📋 Description
Multi-agent systems, where multiple AI agents collaborate, delegate tasks, or share outputs, introduce new vectors for failure and exploitation. These agents may communicate asynchronously, rely on each other’s outputs, or dynamically determine which tools to use or call. This interactivity creates the potential for exploitation chains, where one agent’s vulnerable output (e.g., a hallucinated command or misclassified text) triggers harmful behavior in another. Such risks are especially pronounced in agent frameworks where decision-making, memory sharing, or execution of tools (e.g., plugins, APIs) is distributed.
Key risk patterns include:
- Prompt Injection Propagation: A malicious agent introduces manipulated content that appears benign but causes another agent to perform unintended actions.

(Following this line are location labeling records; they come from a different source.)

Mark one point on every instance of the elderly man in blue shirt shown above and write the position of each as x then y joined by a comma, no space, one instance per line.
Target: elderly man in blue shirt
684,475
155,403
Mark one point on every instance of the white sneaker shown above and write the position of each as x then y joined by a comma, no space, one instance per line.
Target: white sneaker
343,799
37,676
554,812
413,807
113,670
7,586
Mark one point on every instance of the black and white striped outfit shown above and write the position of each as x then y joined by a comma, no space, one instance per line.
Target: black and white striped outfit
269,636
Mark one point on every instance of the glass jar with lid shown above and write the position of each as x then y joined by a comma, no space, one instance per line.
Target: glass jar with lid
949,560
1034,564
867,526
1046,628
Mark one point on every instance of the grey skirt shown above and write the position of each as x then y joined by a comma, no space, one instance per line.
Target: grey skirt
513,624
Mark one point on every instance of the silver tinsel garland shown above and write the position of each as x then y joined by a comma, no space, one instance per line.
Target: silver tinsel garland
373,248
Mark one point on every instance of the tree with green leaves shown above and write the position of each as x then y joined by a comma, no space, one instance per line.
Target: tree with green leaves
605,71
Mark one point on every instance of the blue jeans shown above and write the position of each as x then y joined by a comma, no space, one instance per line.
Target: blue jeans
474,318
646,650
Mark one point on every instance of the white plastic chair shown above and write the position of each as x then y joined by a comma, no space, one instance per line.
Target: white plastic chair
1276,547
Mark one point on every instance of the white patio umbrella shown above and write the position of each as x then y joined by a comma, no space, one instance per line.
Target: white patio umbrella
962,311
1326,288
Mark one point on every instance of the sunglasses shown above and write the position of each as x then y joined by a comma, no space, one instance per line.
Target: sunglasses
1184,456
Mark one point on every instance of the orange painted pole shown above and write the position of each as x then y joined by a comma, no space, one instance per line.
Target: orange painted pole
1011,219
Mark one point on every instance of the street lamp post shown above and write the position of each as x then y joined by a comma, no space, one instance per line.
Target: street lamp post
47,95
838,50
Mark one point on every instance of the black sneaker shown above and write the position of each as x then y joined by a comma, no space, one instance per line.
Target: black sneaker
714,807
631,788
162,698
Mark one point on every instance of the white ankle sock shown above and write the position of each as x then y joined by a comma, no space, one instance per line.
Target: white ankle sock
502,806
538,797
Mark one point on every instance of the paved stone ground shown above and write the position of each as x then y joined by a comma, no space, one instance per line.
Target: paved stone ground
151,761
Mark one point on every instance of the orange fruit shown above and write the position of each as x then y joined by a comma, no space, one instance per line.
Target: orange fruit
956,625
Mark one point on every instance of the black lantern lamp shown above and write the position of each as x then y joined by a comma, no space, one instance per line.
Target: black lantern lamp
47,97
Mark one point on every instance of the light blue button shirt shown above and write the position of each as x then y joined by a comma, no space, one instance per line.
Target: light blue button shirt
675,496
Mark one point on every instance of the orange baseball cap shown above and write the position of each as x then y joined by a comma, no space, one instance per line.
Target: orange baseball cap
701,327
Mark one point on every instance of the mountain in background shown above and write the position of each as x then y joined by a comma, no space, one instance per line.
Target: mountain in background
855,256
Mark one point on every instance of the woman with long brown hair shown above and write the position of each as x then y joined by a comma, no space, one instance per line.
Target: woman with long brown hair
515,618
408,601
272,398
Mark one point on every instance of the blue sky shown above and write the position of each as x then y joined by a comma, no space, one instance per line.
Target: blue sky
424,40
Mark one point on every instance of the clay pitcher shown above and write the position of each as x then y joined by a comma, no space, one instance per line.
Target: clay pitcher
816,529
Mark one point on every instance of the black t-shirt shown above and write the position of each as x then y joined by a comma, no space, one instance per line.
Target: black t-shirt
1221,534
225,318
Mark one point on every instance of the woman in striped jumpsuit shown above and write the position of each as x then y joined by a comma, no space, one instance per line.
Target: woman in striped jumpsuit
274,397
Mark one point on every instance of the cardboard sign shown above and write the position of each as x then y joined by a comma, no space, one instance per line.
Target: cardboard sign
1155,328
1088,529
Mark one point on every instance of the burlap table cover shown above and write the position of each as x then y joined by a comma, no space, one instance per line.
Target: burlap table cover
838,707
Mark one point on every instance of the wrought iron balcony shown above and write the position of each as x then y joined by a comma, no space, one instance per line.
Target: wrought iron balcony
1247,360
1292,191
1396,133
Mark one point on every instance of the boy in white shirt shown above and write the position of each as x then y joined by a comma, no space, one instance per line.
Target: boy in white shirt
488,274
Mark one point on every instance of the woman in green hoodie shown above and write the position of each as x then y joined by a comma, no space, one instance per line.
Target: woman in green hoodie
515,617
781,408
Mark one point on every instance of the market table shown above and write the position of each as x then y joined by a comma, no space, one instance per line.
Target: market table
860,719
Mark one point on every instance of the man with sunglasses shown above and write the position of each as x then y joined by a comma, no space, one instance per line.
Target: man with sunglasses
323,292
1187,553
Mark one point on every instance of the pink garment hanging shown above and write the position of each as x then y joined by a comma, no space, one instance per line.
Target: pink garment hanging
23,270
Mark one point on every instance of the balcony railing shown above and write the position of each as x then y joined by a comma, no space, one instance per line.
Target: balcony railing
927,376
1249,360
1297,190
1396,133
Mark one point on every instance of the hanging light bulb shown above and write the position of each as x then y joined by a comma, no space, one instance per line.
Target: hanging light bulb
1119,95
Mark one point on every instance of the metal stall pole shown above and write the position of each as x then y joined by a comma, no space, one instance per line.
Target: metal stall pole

- Over-delegation: An agent irresponsibly delegates a task it should not, allowing another agent to access inappropriate tools or data.
- Escalated Autonomy: Emergent behavior arises from multiple agents making small decisions that compound into a harmful chain of actions.
As AI agents become more widely adopted for tasks like autonomous research, cybersecurity triage, or workflow orchestration, this risk will grow in complexity and impact.
🔍 Public Examples and Common Patterns
A user could tricks a planning agent into scheduling unauthorized tasks, which are then executed by a tool-using another agent with higher privileges, resulting in unapproved transactions.